Acórdão nº 0777/18 de Supremo Tribunal Administrativo (Portugal), 05 de Setembro de 2018

Magistrado ResponsávelANTÓNIO PIMPÃO
Data da Resolução05 de Setembro de 2018
EmissorSupremo Tribunal Administrativo (Portugal)

Acordam na Secção do Contencioso Tributário do Supremo Tribunal Administrativo: * 1.1.

A Autoridade Tributária e Aduaneira recorre da sentença do TAF do Porto de 23/04/2018 (fls. 870-A/870-AG) que julgou procedente a ação intentada contra o ato do diretor de finanças do Porto, datado de 13/04/2017, que, concordando com as conclusões de relatório dos Serviços de Inspeção, fixou o rendimento tributável para efeitos de IRS, por métodos indiretos, para o ano de 2010, referente a acréscimo patrimonial não justificado no valor de € 8.624.930,00 euros, e determinou a sua anulação.

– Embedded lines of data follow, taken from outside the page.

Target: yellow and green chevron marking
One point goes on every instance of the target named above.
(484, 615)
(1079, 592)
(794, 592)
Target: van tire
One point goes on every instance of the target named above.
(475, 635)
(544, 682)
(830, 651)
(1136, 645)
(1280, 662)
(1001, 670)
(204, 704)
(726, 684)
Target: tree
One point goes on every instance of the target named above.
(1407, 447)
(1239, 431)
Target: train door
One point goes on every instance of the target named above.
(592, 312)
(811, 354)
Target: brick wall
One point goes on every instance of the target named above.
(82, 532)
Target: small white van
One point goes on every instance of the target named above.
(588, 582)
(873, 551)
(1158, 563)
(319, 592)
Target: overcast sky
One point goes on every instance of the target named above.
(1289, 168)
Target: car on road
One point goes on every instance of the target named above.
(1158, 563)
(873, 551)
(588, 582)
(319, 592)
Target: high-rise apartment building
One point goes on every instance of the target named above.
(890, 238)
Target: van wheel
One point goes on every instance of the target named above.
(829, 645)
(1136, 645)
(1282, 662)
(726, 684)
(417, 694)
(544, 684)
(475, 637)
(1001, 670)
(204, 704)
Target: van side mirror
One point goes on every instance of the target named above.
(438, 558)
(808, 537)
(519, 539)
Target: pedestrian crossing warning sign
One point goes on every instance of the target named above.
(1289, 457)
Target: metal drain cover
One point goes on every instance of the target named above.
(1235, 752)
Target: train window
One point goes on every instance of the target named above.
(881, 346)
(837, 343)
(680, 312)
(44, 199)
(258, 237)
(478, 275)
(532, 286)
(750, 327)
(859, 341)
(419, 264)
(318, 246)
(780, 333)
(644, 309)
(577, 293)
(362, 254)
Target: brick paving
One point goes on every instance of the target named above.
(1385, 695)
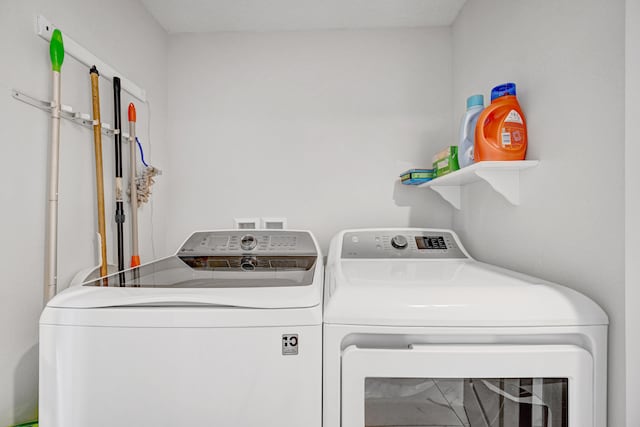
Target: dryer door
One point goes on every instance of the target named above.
(468, 385)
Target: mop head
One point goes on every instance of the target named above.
(144, 182)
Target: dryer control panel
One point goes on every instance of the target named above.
(403, 244)
(253, 242)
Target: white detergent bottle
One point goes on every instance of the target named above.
(475, 105)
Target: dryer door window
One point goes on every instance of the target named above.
(468, 385)
(469, 402)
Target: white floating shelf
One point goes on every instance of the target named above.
(503, 176)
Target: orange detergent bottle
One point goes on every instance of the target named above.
(501, 132)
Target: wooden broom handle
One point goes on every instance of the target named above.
(97, 136)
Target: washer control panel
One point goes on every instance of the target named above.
(419, 244)
(249, 242)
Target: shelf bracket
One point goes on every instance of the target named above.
(66, 112)
(450, 193)
(505, 182)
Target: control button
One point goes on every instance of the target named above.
(399, 242)
(248, 242)
(248, 263)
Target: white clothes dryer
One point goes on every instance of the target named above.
(228, 332)
(418, 333)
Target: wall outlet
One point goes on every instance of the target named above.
(247, 223)
(274, 223)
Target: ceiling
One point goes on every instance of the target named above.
(196, 16)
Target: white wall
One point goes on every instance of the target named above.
(632, 178)
(568, 61)
(314, 126)
(123, 35)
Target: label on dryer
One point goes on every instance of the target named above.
(290, 344)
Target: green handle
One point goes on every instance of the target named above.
(56, 50)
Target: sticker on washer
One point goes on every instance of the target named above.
(290, 344)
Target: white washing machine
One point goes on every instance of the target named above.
(228, 332)
(417, 333)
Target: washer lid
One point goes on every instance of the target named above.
(264, 269)
(408, 292)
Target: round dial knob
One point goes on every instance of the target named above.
(248, 242)
(399, 242)
(248, 263)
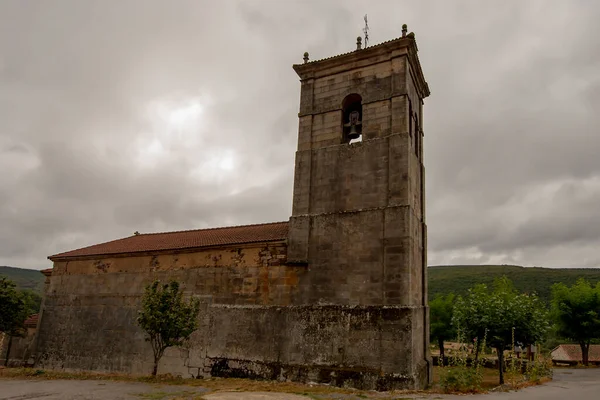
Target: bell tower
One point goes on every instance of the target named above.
(358, 217)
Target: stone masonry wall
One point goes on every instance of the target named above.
(247, 326)
(358, 216)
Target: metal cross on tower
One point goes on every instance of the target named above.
(366, 31)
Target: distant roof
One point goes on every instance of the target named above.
(31, 322)
(181, 240)
(572, 352)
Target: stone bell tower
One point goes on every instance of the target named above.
(358, 219)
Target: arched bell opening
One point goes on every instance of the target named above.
(352, 118)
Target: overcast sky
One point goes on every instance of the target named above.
(117, 116)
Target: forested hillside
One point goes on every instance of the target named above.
(459, 278)
(442, 279)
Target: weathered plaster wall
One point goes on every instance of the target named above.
(247, 325)
(342, 301)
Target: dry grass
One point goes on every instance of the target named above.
(314, 391)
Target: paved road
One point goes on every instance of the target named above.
(567, 384)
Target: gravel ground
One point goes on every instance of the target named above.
(567, 384)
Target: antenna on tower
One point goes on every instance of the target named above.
(366, 31)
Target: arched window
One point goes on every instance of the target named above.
(417, 136)
(352, 118)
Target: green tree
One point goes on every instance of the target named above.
(440, 320)
(32, 301)
(13, 313)
(504, 315)
(576, 313)
(166, 317)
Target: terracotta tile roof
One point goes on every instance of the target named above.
(31, 322)
(572, 352)
(181, 240)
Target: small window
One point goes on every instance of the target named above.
(352, 118)
(417, 136)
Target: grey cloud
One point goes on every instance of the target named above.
(510, 128)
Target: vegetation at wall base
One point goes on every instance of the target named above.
(166, 317)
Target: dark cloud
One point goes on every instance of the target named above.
(155, 115)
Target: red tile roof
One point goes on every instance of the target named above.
(181, 240)
(31, 322)
(572, 352)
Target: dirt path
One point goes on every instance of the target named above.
(567, 384)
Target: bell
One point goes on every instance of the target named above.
(353, 134)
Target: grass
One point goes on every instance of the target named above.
(212, 385)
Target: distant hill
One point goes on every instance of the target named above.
(442, 279)
(24, 278)
(459, 278)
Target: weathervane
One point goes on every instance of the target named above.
(366, 31)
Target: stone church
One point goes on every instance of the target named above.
(337, 294)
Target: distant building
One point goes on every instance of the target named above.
(337, 294)
(571, 354)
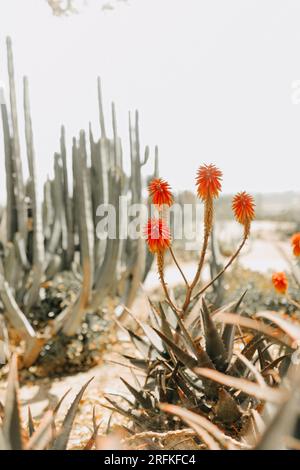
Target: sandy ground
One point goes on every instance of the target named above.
(261, 254)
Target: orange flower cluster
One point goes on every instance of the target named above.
(157, 232)
(208, 182)
(158, 235)
(160, 192)
(295, 241)
(243, 207)
(280, 282)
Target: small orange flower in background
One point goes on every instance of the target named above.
(158, 235)
(243, 207)
(295, 241)
(208, 182)
(280, 282)
(160, 191)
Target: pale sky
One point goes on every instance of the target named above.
(212, 80)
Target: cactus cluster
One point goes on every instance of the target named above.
(41, 241)
(214, 368)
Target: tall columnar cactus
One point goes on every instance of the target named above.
(59, 233)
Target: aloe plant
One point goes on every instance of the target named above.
(45, 435)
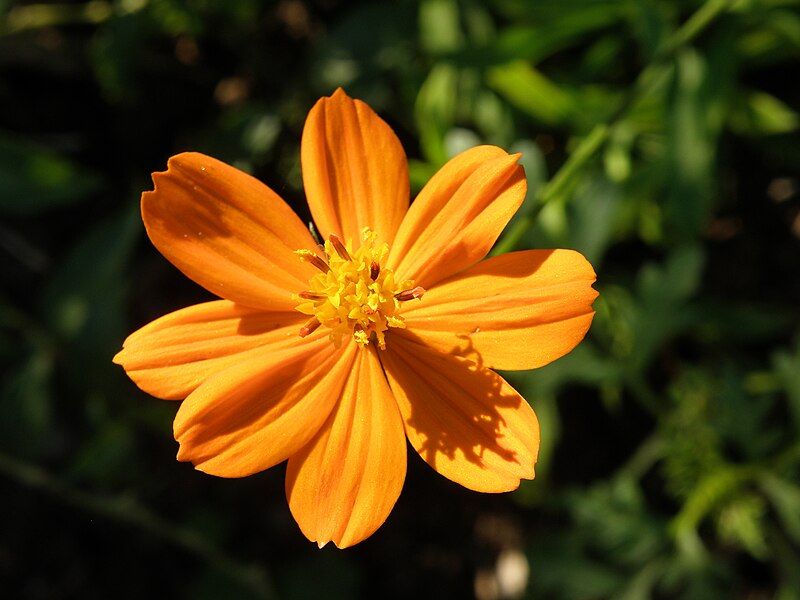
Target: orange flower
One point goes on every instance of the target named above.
(331, 356)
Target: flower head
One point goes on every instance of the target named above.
(331, 356)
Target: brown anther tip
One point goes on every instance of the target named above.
(411, 294)
(311, 296)
(374, 271)
(309, 327)
(310, 257)
(338, 245)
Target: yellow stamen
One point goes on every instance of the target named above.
(354, 295)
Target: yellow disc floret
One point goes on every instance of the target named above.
(354, 294)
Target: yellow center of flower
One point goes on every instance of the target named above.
(354, 294)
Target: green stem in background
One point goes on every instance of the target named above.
(128, 511)
(38, 16)
(592, 143)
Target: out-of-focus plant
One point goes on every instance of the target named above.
(659, 138)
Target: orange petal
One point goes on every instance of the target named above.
(174, 354)
(227, 231)
(465, 421)
(516, 311)
(261, 411)
(354, 169)
(458, 215)
(342, 486)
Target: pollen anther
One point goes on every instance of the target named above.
(412, 294)
(338, 245)
(309, 327)
(355, 295)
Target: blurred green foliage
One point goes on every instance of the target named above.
(660, 138)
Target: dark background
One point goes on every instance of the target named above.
(671, 448)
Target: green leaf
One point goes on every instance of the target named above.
(83, 302)
(758, 114)
(33, 179)
(435, 111)
(26, 406)
(531, 92)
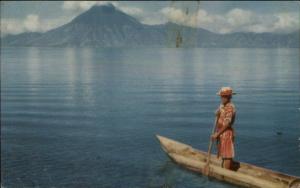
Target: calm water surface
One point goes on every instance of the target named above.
(80, 117)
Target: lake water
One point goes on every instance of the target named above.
(80, 117)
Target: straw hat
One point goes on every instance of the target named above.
(226, 91)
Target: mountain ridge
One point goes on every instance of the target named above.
(106, 26)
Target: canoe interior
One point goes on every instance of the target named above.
(174, 148)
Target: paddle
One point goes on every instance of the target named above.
(206, 168)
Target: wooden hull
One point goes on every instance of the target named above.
(246, 175)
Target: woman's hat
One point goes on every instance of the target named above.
(226, 91)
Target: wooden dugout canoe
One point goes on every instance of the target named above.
(245, 175)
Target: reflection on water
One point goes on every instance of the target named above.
(87, 117)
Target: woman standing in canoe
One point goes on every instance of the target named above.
(224, 132)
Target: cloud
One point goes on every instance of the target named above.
(235, 20)
(31, 23)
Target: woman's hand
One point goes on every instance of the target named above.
(217, 112)
(214, 136)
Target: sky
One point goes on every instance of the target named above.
(216, 16)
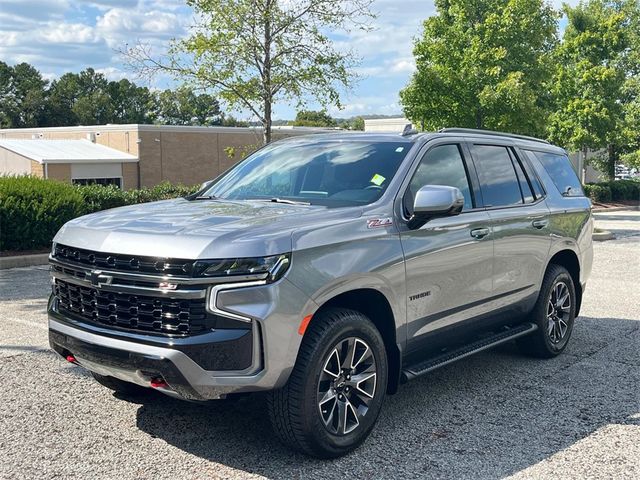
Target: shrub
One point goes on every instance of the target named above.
(600, 193)
(162, 191)
(624, 190)
(32, 210)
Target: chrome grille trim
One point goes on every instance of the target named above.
(142, 277)
(133, 289)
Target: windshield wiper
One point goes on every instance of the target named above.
(284, 200)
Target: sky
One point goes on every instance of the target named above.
(58, 36)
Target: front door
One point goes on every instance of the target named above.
(449, 261)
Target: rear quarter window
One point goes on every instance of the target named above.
(561, 172)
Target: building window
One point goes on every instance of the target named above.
(98, 181)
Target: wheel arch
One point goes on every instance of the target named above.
(377, 308)
(569, 259)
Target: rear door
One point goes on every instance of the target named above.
(448, 260)
(514, 200)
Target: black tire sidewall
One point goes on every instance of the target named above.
(558, 275)
(355, 325)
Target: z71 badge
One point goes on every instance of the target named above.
(379, 222)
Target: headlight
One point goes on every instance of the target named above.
(270, 268)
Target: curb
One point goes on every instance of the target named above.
(615, 209)
(23, 260)
(602, 236)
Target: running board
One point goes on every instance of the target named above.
(446, 358)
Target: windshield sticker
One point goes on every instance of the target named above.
(379, 222)
(377, 179)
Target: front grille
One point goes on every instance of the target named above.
(125, 263)
(132, 312)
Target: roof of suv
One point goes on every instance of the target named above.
(413, 137)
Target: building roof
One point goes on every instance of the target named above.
(66, 151)
(141, 127)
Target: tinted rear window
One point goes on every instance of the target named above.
(561, 172)
(498, 181)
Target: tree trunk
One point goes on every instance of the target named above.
(266, 126)
(479, 119)
(611, 164)
(266, 76)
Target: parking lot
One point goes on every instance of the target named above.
(495, 415)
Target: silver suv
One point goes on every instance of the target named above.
(326, 271)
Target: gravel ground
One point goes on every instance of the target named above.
(495, 415)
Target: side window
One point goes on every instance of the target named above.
(559, 169)
(498, 181)
(533, 178)
(442, 165)
(525, 188)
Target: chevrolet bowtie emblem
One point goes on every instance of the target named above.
(97, 278)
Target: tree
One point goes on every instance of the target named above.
(22, 96)
(357, 123)
(594, 80)
(80, 99)
(184, 107)
(483, 64)
(256, 52)
(310, 118)
(130, 103)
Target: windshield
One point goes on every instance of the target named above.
(325, 172)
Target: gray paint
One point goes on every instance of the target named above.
(337, 250)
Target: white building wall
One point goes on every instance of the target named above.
(13, 164)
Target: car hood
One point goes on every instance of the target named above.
(198, 229)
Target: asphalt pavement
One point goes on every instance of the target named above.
(498, 414)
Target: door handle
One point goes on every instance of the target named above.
(540, 223)
(480, 232)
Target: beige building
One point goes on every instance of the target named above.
(396, 125)
(130, 156)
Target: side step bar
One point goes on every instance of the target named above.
(432, 363)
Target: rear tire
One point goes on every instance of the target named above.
(120, 386)
(335, 392)
(554, 313)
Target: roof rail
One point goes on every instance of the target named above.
(408, 130)
(491, 132)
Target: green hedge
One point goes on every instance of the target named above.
(617, 190)
(98, 197)
(32, 210)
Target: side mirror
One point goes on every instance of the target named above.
(433, 201)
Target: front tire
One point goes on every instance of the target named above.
(554, 313)
(335, 392)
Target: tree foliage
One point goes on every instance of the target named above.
(483, 64)
(253, 53)
(184, 107)
(89, 98)
(595, 83)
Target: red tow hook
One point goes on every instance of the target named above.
(159, 383)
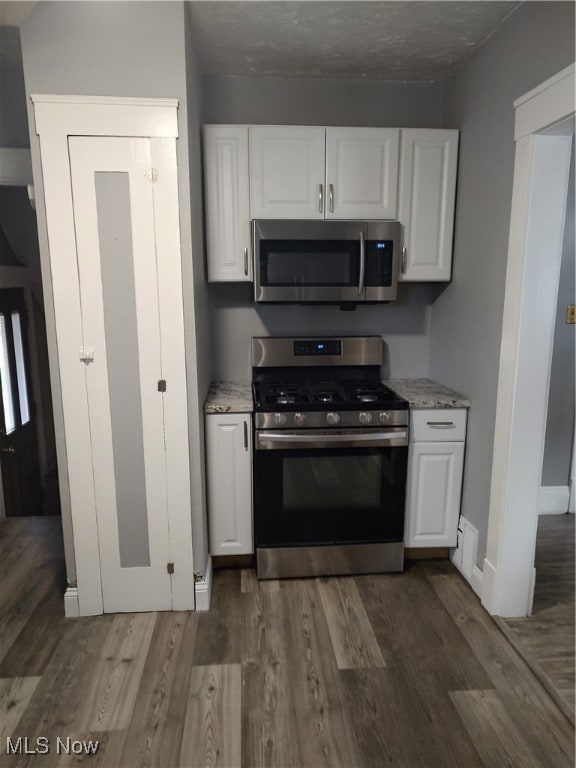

Termina as suas alegações com o seguinte quadro conclusivo: «i) Visa o presente recurso reagir contra a sentença que concedeu provimento ao recurso interposto ao abrigo do disposto no Art.º 146.º-B do CPPT – manifestação de fortuna –, com a consequente anulação da decisão recorrida, a qual sufragou que não existe caso julgado, na medida em que nos recursos das decisões de derrogação de sigilo bancário – no que concerne à inaplicabilidade do n.º 5 Art.º 45.º da LGT – apenas foi feita no Acórdão proferido no Proc. n.º 1796/15.0BEPRT, uma mera referencia à “latere” à questão da extinção do procedimento criminal por morte do marido da ora Recorrida e ao alegado abuso do referido n.º 5 do Art.º 45.º da LGT, não consubstanciando uma verdadeira apreciação jurídica, muito menos para efeitos de formação de caso julgado, sendo que a eventual referência a tais argumentos, é feita sobre a égide da derrogação do sigilo bancário e respectivos pressupostos, e não para efeitos de análise da legalidade da decisão de tributação por métodos indirectos, com fundamento em manifestações de fortuna.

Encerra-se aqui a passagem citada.